Lelaki itu melihat jam tangan yang melingkar di pergelangan tangannya, mengecek tanggal. "Besok aku kosong."

Ia mengangkat kepalanya kembali. Namun, tidak segera melanjutkan obrolan. Seseorang yang berada di seberang jalan berhasil menyita seluruh pandangan dan fokusnya. Ia gamam. Meski ada banyak orang di sekitarnyaㅡkarena jam kerja membuat jalanan sangat ramaiㅡpria itu dapat melihat dengan jelas siapa yang sedang berdiri di sana bersama seorang gadis yang tidak cukup dikenalnya.

Sosok gadis remaja yang sedang tertawa itu terlihat manis sekali. Terlebih dengan dress selutut berwarna toska yang dikenakannya. Ia terlihat bahagia dan pria yang sedang memandanginya itu merasa sangat bersyukur. Pria itu masih bergeming di tempatnya meski lampu pejalan kaki sudah menyala. Separuh hatinya merasa senang, separuhnya lagi ragu. Gadis itu apa benar sosok yang sedang dirindukannya? Ia mulai melangkahkan kaki untuk menghampiri mereka. Namun, rasa penasarannya harus ia tahan sebentar lagi ketika seseorang dari ujung telepon itu memanggil namanya.

"Ah, iya. Tolong sampaikan kepada yang lain kalau besok siang kita akan adakan rapat." Pria itu terlepas dari lamunannya kemudian menyimpan ponsel saat sudah selesai berbicara.

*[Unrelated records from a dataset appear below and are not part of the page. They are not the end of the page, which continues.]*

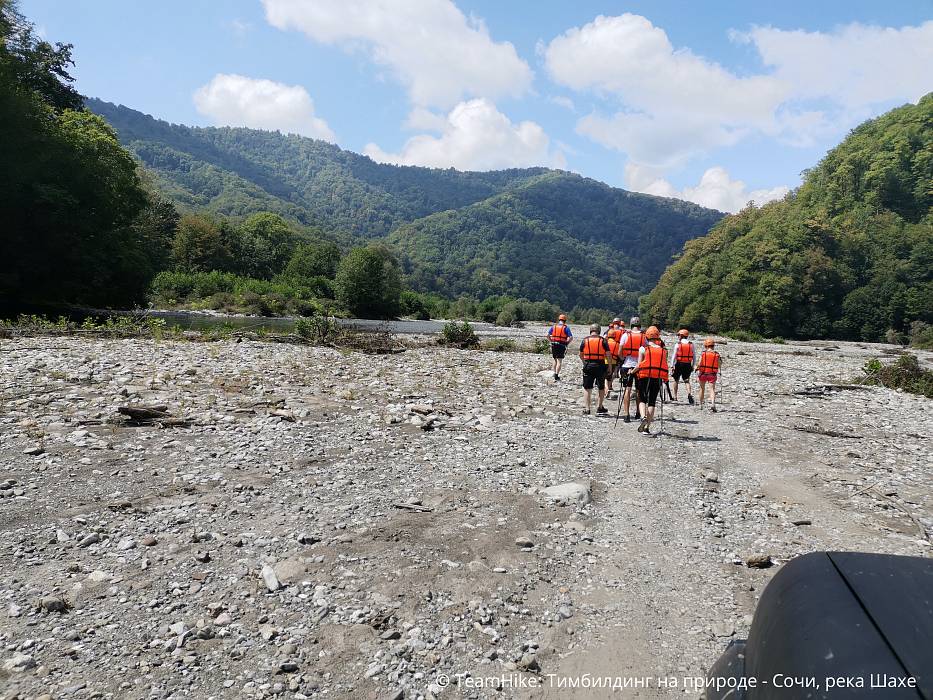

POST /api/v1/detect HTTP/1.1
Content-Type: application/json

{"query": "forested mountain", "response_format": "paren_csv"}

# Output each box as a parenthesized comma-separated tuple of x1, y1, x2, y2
(642, 95, 932, 342)
(88, 99, 549, 238)
(390, 172, 722, 310)
(87, 99, 724, 313)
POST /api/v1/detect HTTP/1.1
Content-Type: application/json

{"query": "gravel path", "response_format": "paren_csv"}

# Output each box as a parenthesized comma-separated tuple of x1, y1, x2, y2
(1, 334, 929, 699)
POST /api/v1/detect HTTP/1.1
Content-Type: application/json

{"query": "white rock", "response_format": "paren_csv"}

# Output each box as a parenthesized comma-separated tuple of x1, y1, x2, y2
(261, 564, 281, 592)
(541, 482, 592, 505)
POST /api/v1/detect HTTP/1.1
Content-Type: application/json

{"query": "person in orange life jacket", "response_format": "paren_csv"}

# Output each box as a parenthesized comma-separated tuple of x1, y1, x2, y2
(618, 316, 645, 423)
(604, 318, 625, 396)
(671, 328, 696, 404)
(579, 324, 611, 415)
(546, 314, 573, 380)
(697, 338, 722, 412)
(634, 326, 668, 435)
(603, 329, 622, 397)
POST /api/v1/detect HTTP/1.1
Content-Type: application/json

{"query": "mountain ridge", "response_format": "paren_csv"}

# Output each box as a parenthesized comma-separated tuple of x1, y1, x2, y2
(88, 98, 726, 312)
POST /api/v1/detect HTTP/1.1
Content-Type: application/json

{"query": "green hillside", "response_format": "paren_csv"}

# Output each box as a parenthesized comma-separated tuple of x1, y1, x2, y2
(391, 172, 722, 310)
(88, 99, 548, 237)
(643, 95, 933, 342)
(87, 100, 724, 314)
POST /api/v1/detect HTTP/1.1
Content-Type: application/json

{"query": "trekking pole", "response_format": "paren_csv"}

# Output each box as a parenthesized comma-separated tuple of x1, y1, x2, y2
(614, 383, 624, 427)
(658, 384, 665, 438)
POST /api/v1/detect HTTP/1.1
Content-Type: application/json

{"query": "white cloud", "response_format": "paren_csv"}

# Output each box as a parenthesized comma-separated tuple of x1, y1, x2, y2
(625, 163, 789, 213)
(229, 19, 253, 38)
(544, 14, 932, 175)
(364, 98, 564, 171)
(193, 74, 335, 142)
(741, 21, 933, 108)
(549, 95, 576, 112)
(544, 15, 788, 169)
(262, 0, 532, 109)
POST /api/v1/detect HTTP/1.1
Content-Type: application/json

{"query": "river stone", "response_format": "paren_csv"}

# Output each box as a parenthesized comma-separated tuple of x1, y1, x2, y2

Gadis yang sejak tadi dilihatnya sudah tidak lagi ada di tempat sebelumnya. Secepat itu menghilang di antara belasanㅡmungkin puluhanㅡmanusia yang sibuk berlalu-lalang. Kesempatannya terbuang dan tidak akan ada kedua kali.

Sepanjang perjalanan, pikiran pria itu tidak tenang. Hanya memikirkan seseorang yang baru saja ia temukan. Hingga akhirnya tiba di bangunan dengan perpaduan warna abu-abu dan hitam, pria itu langsung menuju ke kamarnya.

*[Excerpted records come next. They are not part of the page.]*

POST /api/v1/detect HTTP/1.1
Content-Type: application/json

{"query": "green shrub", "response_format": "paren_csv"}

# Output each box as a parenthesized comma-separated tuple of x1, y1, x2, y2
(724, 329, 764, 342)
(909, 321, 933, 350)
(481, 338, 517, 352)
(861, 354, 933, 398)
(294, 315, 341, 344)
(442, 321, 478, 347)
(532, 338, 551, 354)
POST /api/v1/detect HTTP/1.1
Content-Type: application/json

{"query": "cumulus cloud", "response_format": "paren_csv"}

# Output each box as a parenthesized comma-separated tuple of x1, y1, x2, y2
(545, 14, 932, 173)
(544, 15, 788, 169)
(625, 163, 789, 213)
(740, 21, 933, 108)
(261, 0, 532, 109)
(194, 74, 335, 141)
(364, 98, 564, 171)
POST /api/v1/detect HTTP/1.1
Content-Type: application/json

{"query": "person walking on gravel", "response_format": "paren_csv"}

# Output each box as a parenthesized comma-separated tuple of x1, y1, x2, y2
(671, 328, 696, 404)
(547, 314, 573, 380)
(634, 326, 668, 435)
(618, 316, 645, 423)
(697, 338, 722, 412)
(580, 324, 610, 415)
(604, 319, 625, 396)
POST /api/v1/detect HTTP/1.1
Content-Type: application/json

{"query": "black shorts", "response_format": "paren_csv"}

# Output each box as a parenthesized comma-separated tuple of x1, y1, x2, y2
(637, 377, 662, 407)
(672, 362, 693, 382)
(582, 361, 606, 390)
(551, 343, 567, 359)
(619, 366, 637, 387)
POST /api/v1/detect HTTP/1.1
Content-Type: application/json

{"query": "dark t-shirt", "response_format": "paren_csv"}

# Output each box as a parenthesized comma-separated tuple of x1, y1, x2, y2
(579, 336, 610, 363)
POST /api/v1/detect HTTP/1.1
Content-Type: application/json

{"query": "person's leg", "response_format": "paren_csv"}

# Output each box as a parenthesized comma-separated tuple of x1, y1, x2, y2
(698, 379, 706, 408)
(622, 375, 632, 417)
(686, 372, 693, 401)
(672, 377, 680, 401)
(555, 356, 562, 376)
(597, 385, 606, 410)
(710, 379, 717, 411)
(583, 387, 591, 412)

Tangannya sibuk membuka satu per satu laci meja, bahkan lemari. Hanya untuk mencari satu barang yang disimpannya cukup lama. Potret anak kecil yang sedang bergandengan tangan dengan seorang pria terlihat dari benda yang baru ditemukannya. Ia memperhatikan garis wajah anak tersebut. Iris mata yang berwarna cokelat tua, kedua alisnya yang tebal, bibir berukuran sedang, dan hidung yang mancung. Semuanya mirip dengan gadis yang diamatinya tadi.

Hanya ada satu cara untuk memastikannya. Pria itu meraih ponselnya kemudian mengetikkan sebuah pesan yang akan dikirimkannya kepada seseorang. Memulai sebuah percakapan yang sudah lama diakhirinya.

"Aku melihat Hyora. Apa anak kita ada di Seoul sekarang?"

Ia menulis persis seperti yang dikatakan kemudian hanya memandangi sebuah foto yang masih ada di tangannya. Mengelus potret tersebut dengan jari telunjuknya.

"Kalau boleh Ayah katakan, Ayah menyesal telah melakukan hal seperti itu padamu dulu."

Pria itu menghela napasnya berat. "Rasanya Ayah ingin bertemu denganmu, dengan ibumu, dan meminta maaf atas semuanya, tapi apa mungkin?"

Sudah bertahun-tahun lamanya ia menutup diri. Berusaha bersikap abai dengan apa yang telah berlalu dan meyakinkan diri jika kebahagiaan lain sedang menunggunya. Bukan tanpa alasan pria paruh baya itu bertingkah demikian. Bukan juga sengaja menghapus memori yang terukir manis selama pertengahan usianya. Ia hanya sedang menghukum dirinya atas perbuatan yang tidak seharusnya dilakukan.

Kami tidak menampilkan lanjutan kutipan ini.